Çocuklara Deprem Nasıl Anlatılmalıdır?

tarafından
50
Çocuklara Deprem Nasıl Anlatılmalıdır?

Bilhassa, 8-10 ıslak altındaki çocuklar, soyut düşünme marifetlerinin tam olarak oluşmaması sebebiyle gerçekleşen sarsıntının nasıl olduğunu zihinlerinde manalandırmakta zorlanırlar ve bu kavram onlar için epeyce belgisiz kalır. Belgisiz olan durumlar ise çocukları ürkütür, tasalarını arttır, kaygılı, inançsız ve kaygılı hissederler. Bu hisler beraberinde, karabasan görme, tırnak yeme, alt ıslatma ve içe kapanma üzere hem ruhsal hem de fizikî belirtileri de beraberinde getirir.

Peki, Çocuklarımıza Yaşanılan Bu Afeti Nasıl Anlatabiliriz?

Öncelikle yaşanılan zelzele çocuklara Muhtemel olduğunca Kolay ve gerçek bir lisanda anlatılmalıdır. Bu noktada, Çok ayrıntı vermek yahut bu mevzuyla ilgili hiç konuşmamak çocukların başında birçok soru işareti yaratabiliyor. Zelzelenin, yağmur, kar ve öteki hava olayları üzere bir tabiat olayı olduğunu ve ayağımızı bastığımız yerlerin Vakit vakit bu sebeple devinim edebileceği biçiminde bir transfer sağlanabilir. 

İkinci en Kıymetli adım ise;

Çocukların zelzele ile ilgili sorduğu soruların geçiştirilmemesi ve mevzunun kapatılmamasıdır. Bu türlü bir yol izlendiğinde çocuk kendi Düş gücüyle bu sorulara karşılık aramaya başlar ve bu durum çocuğun daha Çok kaygılanmasına Sebep olabilir.
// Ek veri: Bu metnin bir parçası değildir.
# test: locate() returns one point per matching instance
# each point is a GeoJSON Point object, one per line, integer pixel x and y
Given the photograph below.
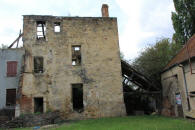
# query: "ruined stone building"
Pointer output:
{"type": "Point", "coordinates": [10, 68]}
{"type": "Point", "coordinates": [70, 64]}
{"type": "Point", "coordinates": [178, 79]}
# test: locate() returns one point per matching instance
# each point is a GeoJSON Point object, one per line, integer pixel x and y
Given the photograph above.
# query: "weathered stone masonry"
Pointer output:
{"type": "Point", "coordinates": [99, 72]}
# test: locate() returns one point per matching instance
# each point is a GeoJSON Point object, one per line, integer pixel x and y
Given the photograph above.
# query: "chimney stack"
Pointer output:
{"type": "Point", "coordinates": [105, 10]}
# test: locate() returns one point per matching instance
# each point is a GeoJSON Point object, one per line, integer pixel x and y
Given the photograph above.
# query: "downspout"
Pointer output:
{"type": "Point", "coordinates": [186, 87]}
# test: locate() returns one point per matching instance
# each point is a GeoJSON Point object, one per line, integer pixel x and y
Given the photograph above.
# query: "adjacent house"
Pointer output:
{"type": "Point", "coordinates": [178, 79]}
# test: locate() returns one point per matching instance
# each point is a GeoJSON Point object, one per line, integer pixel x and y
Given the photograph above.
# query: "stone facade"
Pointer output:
{"type": "Point", "coordinates": [178, 81]}
{"type": "Point", "coordinates": [173, 83]}
{"type": "Point", "coordinates": [99, 71]}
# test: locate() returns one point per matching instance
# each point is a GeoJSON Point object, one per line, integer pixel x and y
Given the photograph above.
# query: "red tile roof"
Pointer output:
{"type": "Point", "coordinates": [187, 51]}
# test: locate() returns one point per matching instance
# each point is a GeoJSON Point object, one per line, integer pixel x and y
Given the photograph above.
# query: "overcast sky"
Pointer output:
{"type": "Point", "coordinates": [140, 22]}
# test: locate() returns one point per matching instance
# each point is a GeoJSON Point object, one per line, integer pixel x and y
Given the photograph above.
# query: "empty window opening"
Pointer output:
{"type": "Point", "coordinates": [10, 97]}
{"type": "Point", "coordinates": [11, 68]}
{"type": "Point", "coordinates": [41, 30]}
{"type": "Point", "coordinates": [77, 97]}
{"type": "Point", "coordinates": [76, 55]}
{"type": "Point", "coordinates": [38, 64]}
{"type": "Point", "coordinates": [38, 105]}
{"type": "Point", "coordinates": [56, 27]}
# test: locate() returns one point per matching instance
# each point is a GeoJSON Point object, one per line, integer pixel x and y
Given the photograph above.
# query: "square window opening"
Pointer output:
{"type": "Point", "coordinates": [57, 27]}
{"type": "Point", "coordinates": [38, 64]}
{"type": "Point", "coordinates": [38, 105]}
{"type": "Point", "coordinates": [77, 97]}
{"type": "Point", "coordinates": [41, 30]}
{"type": "Point", "coordinates": [10, 97]}
{"type": "Point", "coordinates": [11, 68]}
{"type": "Point", "coordinates": [76, 55]}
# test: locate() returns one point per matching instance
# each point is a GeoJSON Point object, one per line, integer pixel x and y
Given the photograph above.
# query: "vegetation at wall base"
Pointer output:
{"type": "Point", "coordinates": [127, 123]}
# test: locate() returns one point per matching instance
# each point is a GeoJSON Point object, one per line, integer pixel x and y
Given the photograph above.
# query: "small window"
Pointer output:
{"type": "Point", "coordinates": [76, 55]}
{"type": "Point", "coordinates": [77, 97]}
{"type": "Point", "coordinates": [41, 30]}
{"type": "Point", "coordinates": [38, 105]}
{"type": "Point", "coordinates": [10, 97]}
{"type": "Point", "coordinates": [56, 27]}
{"type": "Point", "coordinates": [38, 64]}
{"type": "Point", "coordinates": [11, 68]}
‘Çocuklarımızla Aleni bağlantı olmazsa olmaz adımlardandır’

Çocuklarla Aleni bağlantı kurmak yararlıdır, lakin bu irtibatın ve transferlerin hudutlarına da dikkat edilmelidir. Çocuğumuzun yanında bu bahisle ilgili ayrıntılı konuşmalardan, çocuğun Daimi zelzele ve yıkıntı imgelerine maruz kalmasından kaçınılmalıdır. Çocukların, Olumsuz manzaralara Çok maruz kalması, itimat hissini Kıymetli ölçüde zedeleyebilir. Unutulmamalıdır ki bu süreçte çocuğun hissetmek ve duymak istediği en Kıymetli his Emniyet hissiyatıdır.

Çoğu Vakit çocuklar, etraflarında gerçekleşen durumları ebeveynlerin reaksiyonlarını gözlemleyerek algılarlar. Bu noktada, atılması gereken bir diğer Kıymetli adım ise ebeveynin kendi his durumunu düzenlemeye çalışmasıdır. Elbette, bu durum kaygılarımızı ve kederlerimizi büsbütün saklamak gizlemek manasında değil tam aykırısı çocuklarımızın hissettikleri bu belirsizlik ve kaygının Bir arada Anlatım edilebiliyor olması manasındadır.

Bir öbür yandan, çocukların bu süreçte hissettiklerini sözel olarak Anlatım etmesi kimi Mümkün olamayabilir. Bu türlü durumlarda, oyun oynamak, fotoğraf yapmak üzere çocuğun sevdiği aktiviteler, çocuğun kendisini Anlatım etmesine İmkan sağlayacaktır.

Son olarak,  kaygının, endişenin ve belirsizliğin olduğu bu süreçte çocuğunun en Temel muhtaçlığı sevdiği birine temas etmek ve yakın bağlantı halinde kalmaktadır. Hasebiyle, bu periyotta çocuklarınızla sık sık yakın temaslar kurarak sakinleştirmeyi ihmal etmeyin.

Ülkece yaşadığımız bu güç süreçte, vefat edenlerimizin yakınlarına baş sıhhati, yaralılarımıza da acil şifalar diliyorum. Umarım, bir daha bu türlü bir afeti yaşamayız.